Pokémon Super Mystery Dungeon lebt vor allem durch die zahlreichen Auftritte seiner beliebten Monster im Hosentaschenformat. Man wird es Verächtern der kleinen Wesen schlecht erklären können, aber selbst wenn man die Pokémon nicht fangen kann, so üben sie und vorwiegend ihre legendären Vertreter, die hier wunderbar passend in das Spielgeschehen integriert wurden, stets eine starke Faszination aus, der man sich nur schwer entziehen kann. Ich will damit nicht sagen, dass man Pokémon in jedes Format pressen kann und das dann auch funktioniert. Aber im Fall von Super Mystery Dungeon gelingt das Abenteuer trotz kleiner Einbußen selbst im zweiten Ableger für den Nintendo 3DS noch mehr als gut. Das Spiel bietet vom Aufleveln, bis hin zur vollständigen Entwicklung der Taschenmonster alles, was auch an den Hauptablegern so viel Freude bereitet und vergisst dabei nicht den mittlerweile riesigen Kader oder gar die neuen Mega-Entwicklungen.

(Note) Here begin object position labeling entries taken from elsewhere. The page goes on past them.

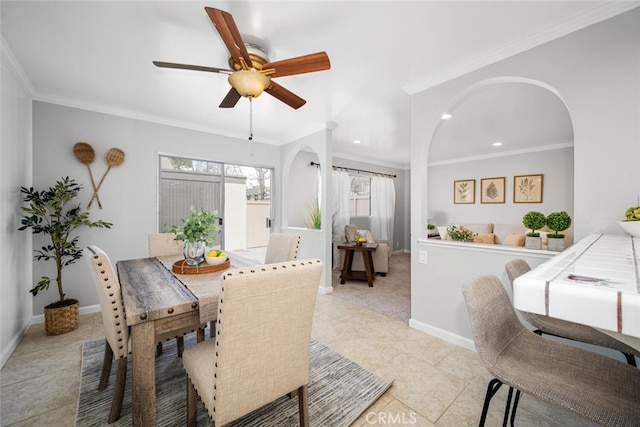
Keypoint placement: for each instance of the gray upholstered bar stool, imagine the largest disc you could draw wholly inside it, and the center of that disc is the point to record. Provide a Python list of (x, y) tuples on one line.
[(564, 329)]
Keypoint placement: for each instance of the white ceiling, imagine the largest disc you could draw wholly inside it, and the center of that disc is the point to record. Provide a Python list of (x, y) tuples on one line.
[(98, 55)]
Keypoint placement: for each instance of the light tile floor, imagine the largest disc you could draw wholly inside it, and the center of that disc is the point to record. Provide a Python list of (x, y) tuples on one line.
[(435, 383)]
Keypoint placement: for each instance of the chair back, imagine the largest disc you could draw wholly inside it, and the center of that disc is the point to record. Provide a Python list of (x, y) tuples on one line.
[(263, 335), (493, 319), (107, 285), (516, 268), (281, 248), (163, 244)]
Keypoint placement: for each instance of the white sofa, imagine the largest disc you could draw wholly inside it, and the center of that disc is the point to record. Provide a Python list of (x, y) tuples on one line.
[(489, 233)]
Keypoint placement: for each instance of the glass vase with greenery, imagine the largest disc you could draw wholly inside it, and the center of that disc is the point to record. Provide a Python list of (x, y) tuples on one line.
[(460, 234), (198, 232), (534, 221), (558, 222), (315, 218)]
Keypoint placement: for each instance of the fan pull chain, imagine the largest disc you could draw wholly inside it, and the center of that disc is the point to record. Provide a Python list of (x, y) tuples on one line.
[(250, 118)]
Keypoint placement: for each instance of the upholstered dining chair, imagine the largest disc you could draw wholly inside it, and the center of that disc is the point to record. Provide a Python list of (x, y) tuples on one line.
[(163, 244), (262, 346), (282, 247), (564, 329), (116, 332), (591, 385)]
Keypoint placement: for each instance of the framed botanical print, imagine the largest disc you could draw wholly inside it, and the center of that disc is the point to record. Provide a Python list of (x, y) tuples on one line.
[(492, 190), (527, 188), (464, 191)]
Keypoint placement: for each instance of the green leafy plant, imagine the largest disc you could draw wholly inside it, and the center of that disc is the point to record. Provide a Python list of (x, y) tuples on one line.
[(48, 213), (201, 226), (632, 214), (534, 221), (558, 222), (460, 233), (315, 218)]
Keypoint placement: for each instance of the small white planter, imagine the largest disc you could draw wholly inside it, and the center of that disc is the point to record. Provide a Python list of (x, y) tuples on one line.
[(555, 244), (533, 242)]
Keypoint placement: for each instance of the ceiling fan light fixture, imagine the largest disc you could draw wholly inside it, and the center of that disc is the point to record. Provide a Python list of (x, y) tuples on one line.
[(249, 83)]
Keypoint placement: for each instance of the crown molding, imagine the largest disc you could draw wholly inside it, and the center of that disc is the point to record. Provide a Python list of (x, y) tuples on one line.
[(129, 114), (593, 16), (15, 69)]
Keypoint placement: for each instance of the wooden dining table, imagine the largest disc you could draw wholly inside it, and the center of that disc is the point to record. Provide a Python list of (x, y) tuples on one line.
[(157, 300), (595, 282)]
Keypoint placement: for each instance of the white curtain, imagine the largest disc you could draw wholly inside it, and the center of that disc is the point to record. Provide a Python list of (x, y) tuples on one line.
[(383, 203), (340, 209)]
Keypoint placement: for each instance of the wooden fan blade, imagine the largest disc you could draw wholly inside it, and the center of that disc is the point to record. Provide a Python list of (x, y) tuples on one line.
[(285, 95), (191, 67), (302, 64), (231, 99), (230, 35)]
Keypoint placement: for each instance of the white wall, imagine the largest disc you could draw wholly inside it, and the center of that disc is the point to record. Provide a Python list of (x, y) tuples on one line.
[(129, 192), (313, 243), (596, 71), (15, 170), (556, 166)]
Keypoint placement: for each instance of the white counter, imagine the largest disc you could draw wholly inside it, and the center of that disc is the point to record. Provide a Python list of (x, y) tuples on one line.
[(595, 282)]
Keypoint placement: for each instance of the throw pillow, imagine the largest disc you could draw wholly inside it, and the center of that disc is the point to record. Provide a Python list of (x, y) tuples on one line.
[(488, 238), (367, 235), (349, 233), (514, 240)]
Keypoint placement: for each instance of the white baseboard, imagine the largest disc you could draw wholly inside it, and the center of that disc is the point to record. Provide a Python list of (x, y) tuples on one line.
[(443, 335)]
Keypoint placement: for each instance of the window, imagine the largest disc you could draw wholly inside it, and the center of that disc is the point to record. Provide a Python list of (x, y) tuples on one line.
[(240, 194), (360, 196)]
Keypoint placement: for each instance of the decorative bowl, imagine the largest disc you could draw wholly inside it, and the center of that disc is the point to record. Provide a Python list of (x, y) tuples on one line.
[(214, 260), (631, 227)]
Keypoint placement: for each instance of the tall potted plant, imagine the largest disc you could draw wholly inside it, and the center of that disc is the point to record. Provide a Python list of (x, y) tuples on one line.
[(50, 213), (534, 221), (198, 232), (558, 222)]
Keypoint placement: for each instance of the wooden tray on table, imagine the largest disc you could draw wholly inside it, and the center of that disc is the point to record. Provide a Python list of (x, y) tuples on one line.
[(181, 267)]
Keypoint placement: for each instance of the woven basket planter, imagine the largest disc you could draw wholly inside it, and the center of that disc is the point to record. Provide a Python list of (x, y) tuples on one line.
[(60, 320), (555, 244)]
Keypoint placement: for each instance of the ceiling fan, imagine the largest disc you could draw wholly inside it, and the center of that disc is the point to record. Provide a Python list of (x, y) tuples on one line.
[(251, 73)]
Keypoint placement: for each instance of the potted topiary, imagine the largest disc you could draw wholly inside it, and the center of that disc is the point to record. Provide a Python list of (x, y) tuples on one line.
[(631, 223), (198, 232), (558, 222), (48, 214), (533, 221)]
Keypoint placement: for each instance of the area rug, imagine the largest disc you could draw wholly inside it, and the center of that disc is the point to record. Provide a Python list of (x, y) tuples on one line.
[(390, 294), (339, 392)]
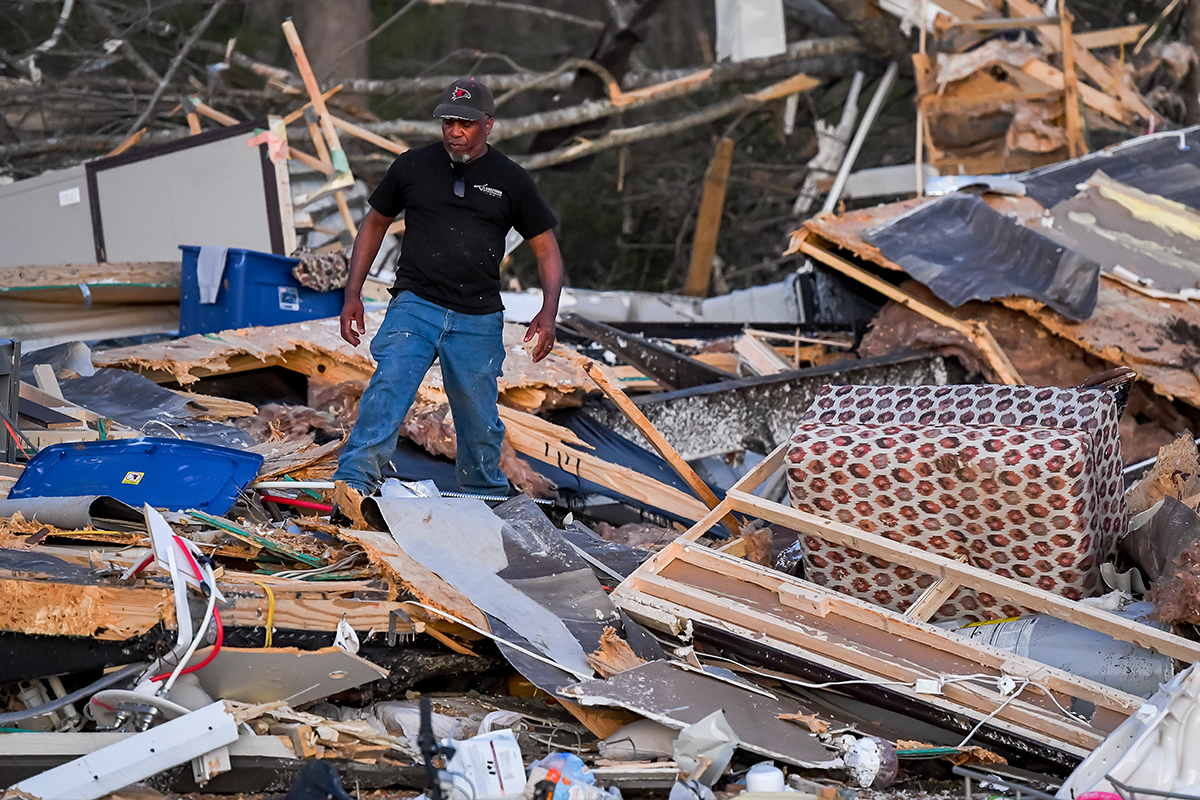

Der Test, sowie alle Screenshots basieren auf unserer Testversion von Pokémon Super Mystery Dungeon auf dem Nintendo 3DS. Artworks stammen vom Nintendo Europe-Presseserver.


 
Unsere Wertung
85%


Fazit
Kann man Pokémon überhaupt kritisieren? Selbst im großen Jubiläumsjahr und ganze 20 Jahre nach ihrer Entstehung, erhaschen die kleinen Taschenmonster noch so einige Bonus-Punkte bei mir, obwohl sie eigentlich gar nichts dafür tun. Die Präsentation der Story ist zwar dermaßen zuckersüß, dass ich schon beim bloßen Anblick Diabetes bekomme, doch irgendwie passt das ja auch. Darüber hinaus, nämlich in spielerischer Hinsicht, ist Pokémon Super Mystery Dungeon ein gelungener Dungeon-Crawler, der Einflüsse der Hauptreihe gekonnt integriert und zu stundenlangem grinding einlädt. Fans der Vorgänger lieben dieses Prinzip sowieso, aber auch Neulinge sollten mal einen Blick riskieren und zum Pokémon werden. Nicht ganz so Super wie es der Titel vermuten lässt, aber eine sehr solide Erfahrung, die vorwiegend durch ihre Protagonisten und bekannte Mechaniken glänzen kann.